就在林鸢还想说什么时,耳边响起低低的笑谑声。“小尾巴,你是想告诉大家,你是从花楼里跑出来的吗?”
“……”
林鸢微张的嘴合上了。
她真是病急乱投机。
田宁镇不算大,认识梅姨的人也不算少。如今世道对女子多番苛刻,哪怕她今日可以逃脱,可一旦传出曾在青楼待过,那所受到的歧视可想而知。
不光是外人的闲言碎语,指指点点,就连家人怕也是不能接受。
梅姨拉着林鸢走出人群后,一个富态的男子皱皱眉,纳闷道:“怎么感觉那女子好生面熟?”
身旁交好的公子哥一听,也觉得有些面熟,可就是想不起来在哪见过。
也不怪他们想不起,主要是梅姨在丽春阁的谄笑献媚样,跟今日的优雅清冷实属南辕北辙。
走出人群,林鸢依旧不甘心。在经过小巷子的时候,故意朝着那边幽暗处的大树惊恐的喊道:“那是什么?是不是鬼啊?”

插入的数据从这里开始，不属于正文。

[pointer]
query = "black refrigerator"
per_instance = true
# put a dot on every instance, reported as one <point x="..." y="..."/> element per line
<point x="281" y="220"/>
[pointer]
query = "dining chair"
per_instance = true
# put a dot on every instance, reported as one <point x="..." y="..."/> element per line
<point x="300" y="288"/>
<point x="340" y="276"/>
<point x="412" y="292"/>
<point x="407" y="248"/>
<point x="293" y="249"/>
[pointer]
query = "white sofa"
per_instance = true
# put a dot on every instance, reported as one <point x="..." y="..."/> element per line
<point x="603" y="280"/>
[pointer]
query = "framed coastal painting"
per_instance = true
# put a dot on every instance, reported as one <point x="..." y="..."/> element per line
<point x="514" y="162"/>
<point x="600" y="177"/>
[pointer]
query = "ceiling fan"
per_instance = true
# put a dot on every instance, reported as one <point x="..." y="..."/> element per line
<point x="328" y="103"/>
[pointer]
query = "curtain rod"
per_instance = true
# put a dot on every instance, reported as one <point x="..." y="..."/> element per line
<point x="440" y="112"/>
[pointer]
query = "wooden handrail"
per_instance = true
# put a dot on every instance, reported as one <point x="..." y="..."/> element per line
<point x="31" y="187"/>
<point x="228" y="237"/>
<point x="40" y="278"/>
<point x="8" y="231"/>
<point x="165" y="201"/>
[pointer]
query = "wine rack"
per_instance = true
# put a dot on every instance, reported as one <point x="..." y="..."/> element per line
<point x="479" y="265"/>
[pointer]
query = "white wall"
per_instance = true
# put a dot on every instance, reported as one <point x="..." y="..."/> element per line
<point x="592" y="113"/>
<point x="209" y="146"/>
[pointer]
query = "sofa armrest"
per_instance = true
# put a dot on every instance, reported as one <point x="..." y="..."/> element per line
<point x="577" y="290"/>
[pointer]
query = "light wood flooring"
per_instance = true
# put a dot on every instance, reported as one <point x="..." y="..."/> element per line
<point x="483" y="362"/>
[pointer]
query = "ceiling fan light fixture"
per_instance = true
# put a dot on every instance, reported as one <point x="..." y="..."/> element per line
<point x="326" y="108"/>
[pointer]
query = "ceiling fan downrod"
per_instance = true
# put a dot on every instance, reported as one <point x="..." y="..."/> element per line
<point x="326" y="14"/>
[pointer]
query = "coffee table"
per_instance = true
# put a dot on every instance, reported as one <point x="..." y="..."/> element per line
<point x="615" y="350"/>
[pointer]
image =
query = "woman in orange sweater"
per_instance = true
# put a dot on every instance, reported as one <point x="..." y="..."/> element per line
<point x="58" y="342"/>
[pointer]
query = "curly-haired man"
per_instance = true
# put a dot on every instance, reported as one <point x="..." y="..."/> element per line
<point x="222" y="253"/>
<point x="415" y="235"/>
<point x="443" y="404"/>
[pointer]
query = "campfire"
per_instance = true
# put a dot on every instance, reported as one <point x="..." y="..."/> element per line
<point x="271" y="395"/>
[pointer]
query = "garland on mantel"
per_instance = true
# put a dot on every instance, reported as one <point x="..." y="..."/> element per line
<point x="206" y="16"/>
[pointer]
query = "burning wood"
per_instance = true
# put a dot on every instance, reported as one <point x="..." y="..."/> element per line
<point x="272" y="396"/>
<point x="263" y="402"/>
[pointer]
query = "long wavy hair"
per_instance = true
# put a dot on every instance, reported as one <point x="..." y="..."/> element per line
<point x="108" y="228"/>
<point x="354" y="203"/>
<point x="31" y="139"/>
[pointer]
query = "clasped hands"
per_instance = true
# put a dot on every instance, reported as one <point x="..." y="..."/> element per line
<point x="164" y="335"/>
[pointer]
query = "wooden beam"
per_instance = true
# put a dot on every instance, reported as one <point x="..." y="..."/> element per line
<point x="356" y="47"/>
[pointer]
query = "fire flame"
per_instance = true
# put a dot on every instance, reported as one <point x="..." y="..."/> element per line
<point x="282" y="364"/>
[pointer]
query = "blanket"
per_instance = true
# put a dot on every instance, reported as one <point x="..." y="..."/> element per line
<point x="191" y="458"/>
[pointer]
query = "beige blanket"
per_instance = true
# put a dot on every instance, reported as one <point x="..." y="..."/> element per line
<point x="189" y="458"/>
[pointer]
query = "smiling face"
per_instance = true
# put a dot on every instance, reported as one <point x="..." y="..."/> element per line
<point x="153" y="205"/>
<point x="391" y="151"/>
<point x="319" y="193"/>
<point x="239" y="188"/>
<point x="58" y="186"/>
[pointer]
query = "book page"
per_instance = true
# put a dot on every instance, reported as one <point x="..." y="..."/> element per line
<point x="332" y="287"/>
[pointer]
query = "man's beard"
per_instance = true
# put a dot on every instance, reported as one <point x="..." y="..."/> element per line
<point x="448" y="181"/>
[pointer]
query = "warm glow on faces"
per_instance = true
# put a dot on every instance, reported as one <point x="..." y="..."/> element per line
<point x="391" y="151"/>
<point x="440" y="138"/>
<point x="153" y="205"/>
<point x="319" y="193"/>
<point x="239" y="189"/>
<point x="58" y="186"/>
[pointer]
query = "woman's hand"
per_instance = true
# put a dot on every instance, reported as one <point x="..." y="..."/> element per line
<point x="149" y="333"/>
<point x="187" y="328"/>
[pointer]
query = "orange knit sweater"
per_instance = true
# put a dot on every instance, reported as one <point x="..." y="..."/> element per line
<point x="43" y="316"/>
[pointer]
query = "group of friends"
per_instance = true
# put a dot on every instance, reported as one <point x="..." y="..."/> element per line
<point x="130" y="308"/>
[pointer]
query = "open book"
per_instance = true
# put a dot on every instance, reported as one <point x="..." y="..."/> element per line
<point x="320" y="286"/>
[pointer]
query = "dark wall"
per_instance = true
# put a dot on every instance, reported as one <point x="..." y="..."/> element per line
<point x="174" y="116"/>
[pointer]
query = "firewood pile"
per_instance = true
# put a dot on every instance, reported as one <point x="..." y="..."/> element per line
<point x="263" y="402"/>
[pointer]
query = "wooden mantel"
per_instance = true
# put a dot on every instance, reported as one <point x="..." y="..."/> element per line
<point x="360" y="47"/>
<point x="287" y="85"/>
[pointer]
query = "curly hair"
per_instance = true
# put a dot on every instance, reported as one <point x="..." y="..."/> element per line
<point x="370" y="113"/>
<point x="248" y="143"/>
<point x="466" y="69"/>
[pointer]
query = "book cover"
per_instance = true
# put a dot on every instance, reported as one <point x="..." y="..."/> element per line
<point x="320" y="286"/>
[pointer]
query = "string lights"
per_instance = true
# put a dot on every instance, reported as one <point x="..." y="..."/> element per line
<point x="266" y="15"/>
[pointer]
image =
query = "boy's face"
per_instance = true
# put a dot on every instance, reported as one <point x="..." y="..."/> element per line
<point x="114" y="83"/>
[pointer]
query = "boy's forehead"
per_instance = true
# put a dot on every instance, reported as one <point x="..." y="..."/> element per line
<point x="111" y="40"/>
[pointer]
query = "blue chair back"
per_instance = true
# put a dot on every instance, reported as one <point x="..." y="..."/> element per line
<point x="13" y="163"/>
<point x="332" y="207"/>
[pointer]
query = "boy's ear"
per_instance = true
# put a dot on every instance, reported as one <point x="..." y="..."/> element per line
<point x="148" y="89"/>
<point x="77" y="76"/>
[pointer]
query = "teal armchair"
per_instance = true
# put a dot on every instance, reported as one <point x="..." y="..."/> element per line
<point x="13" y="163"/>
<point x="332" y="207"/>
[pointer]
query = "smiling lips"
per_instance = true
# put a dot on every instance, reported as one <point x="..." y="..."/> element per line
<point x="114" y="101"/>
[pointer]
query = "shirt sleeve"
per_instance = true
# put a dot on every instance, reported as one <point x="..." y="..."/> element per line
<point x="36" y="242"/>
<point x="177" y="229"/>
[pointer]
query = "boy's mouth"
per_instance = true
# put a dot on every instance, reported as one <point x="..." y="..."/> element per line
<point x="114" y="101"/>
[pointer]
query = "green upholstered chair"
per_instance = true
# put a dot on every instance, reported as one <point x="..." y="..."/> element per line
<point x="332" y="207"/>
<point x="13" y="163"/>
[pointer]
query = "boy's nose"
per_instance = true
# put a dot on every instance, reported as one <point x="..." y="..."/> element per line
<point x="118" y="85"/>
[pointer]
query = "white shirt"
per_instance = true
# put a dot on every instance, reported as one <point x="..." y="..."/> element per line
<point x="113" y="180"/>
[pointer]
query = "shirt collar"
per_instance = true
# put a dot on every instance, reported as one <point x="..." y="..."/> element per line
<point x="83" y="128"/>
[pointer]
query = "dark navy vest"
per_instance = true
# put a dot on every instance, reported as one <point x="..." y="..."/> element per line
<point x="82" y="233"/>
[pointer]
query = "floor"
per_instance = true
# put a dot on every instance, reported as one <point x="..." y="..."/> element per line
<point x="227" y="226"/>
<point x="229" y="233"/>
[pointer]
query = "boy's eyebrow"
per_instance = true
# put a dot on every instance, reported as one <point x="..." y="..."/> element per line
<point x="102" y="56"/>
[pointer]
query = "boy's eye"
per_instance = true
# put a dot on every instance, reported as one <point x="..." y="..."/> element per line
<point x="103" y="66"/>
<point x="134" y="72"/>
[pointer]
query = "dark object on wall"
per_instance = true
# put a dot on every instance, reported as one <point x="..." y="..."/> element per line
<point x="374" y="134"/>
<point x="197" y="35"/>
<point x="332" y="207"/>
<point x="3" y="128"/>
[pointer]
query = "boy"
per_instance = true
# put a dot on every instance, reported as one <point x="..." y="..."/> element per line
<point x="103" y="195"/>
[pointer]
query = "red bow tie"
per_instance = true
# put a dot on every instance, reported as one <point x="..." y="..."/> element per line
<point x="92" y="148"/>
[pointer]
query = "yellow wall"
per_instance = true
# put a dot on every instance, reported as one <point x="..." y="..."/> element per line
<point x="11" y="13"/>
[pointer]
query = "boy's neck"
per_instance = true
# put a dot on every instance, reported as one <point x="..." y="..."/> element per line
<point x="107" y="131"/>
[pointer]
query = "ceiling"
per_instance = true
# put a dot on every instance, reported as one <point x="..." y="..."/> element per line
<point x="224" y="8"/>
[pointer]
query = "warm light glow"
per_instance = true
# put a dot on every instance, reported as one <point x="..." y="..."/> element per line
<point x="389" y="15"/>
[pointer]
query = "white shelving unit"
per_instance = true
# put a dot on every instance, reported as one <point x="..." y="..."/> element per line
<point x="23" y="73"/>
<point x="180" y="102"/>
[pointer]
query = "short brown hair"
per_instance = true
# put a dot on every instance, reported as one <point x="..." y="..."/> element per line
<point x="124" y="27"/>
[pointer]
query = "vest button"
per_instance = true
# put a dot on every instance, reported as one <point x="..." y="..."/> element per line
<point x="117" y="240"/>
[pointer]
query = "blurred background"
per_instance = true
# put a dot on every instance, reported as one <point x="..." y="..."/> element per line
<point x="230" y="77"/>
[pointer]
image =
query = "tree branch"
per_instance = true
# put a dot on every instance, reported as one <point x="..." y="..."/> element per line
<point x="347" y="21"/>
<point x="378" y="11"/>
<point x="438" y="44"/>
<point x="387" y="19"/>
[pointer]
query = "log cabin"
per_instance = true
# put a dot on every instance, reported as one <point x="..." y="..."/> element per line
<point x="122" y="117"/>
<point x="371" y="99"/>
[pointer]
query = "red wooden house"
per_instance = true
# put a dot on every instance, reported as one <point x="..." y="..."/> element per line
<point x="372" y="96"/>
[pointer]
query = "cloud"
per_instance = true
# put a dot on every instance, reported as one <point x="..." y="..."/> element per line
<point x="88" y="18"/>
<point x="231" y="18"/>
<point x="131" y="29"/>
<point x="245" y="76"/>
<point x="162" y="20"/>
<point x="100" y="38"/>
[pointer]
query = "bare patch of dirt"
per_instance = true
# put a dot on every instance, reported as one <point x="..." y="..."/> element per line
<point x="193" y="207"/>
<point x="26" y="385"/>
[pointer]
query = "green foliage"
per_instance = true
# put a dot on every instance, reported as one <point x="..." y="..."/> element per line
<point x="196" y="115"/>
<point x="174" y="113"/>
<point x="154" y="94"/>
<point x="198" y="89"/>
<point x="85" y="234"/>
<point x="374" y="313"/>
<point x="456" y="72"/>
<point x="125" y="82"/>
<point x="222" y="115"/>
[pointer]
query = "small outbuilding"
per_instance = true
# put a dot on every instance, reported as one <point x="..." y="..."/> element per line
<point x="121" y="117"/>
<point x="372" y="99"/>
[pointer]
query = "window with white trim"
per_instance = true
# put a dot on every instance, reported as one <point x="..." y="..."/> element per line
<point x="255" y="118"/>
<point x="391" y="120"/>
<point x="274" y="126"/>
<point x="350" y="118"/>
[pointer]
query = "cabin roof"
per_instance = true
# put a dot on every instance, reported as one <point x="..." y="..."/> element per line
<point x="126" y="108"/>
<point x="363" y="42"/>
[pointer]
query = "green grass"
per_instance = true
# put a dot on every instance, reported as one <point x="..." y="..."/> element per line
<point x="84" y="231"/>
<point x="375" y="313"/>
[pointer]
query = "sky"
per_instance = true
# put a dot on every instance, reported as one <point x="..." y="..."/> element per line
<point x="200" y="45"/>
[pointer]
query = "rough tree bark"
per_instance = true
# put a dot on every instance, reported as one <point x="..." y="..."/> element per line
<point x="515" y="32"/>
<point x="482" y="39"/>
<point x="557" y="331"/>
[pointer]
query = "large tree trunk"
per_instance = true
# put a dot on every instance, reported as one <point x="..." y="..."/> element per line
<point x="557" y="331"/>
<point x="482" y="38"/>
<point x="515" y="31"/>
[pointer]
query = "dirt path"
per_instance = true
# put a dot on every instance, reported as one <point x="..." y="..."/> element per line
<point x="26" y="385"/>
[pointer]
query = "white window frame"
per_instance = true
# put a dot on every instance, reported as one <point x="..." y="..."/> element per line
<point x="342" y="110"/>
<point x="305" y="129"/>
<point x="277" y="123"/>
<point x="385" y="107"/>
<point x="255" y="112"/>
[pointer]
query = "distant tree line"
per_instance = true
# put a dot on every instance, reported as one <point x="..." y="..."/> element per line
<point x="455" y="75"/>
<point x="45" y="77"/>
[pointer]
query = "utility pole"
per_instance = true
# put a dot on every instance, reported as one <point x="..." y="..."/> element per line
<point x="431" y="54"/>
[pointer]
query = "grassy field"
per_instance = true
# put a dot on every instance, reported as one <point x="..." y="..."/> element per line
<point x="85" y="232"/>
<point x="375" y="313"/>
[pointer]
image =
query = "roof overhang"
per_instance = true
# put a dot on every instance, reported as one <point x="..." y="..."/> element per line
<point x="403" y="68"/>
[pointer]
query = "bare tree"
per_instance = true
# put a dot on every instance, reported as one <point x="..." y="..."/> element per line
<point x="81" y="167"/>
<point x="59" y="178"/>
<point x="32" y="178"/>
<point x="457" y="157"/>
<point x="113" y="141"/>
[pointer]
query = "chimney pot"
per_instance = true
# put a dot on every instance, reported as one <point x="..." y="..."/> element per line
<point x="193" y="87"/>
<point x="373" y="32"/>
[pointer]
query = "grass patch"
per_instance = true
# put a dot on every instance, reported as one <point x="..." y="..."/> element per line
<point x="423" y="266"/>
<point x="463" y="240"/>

然后趁着梅姨跟着看过去的时机,猛的手一甩,径直向前跑去。
脚下生风,不敢回头,说的就是林鸢现在。
突然眼前出现一抹深紫色。
抬眼一看,是梅姨。
当即刹脚,转过身向后跑去,可没跑一会,深紫色又出现在眼前。
事到如今,林鸢哪还不明白,这是猫戏老鼠的游戏,而她就是那只老鼠。
“咚”的一声跪下,祈求道:“梅姨,求求你,就放了我吧!”
“我长的丑,只会干两下粗活,对你来说毫无用处。你就大发慈悲放了我吧!”
“放了你?”梅姨垂眸俯视,眼神温柔声音却冰冷无情。“丽春阁不是善堂,不做亏本买卖。”
“不会,不会亏本。”林鸢哪肯放弃,赶忙说:“我会画人像,画的特逼真那种。还会做吃的,会做很多好吃的。只要给时间,我一定能挣很多钱,到时候我还你300两。”
林鸢从怀里掏出卖身契,双手呈上。“梅姨,卖身契放你这,只要五年,如果五年后我还不了你三百两,你再把我带回丽春阁,这样,你还能省几年伙食费。”
说完,怕诚信还不够,林鸢继续道:“梅姨,你仔细想想,这就跟放印子钱一样,只要五年,就由30两变300两。”
时间一分一秒过去,气氛陷入绝对安静。
林鸢听着自己的剧烈心跳声,空气都开始变得稀薄。
突然,低低的愉悦笑声从头顶传来,下一秒,林鸢下巴被抬起,与那人四目相对。
黑暗中的脸仅仅看清轮廓,无法辩出眼里的情绪。
“我真的挺喜欢你的,可惜……”梅姨语气中带着明显的惋惜。“阁中规矩就是规矩,不会为任何人破例。”
“小尾巴,说够了就跟我回去吧,自己老实点,免得受皮肉苦。”
“为什么?什么都不用管,只要五年时间就能翻十倍。我长的又丑又矮,就算再过五年也最多仅仅是个能看而已,根本不能帮你赚银子。”林鸢不甘的问道。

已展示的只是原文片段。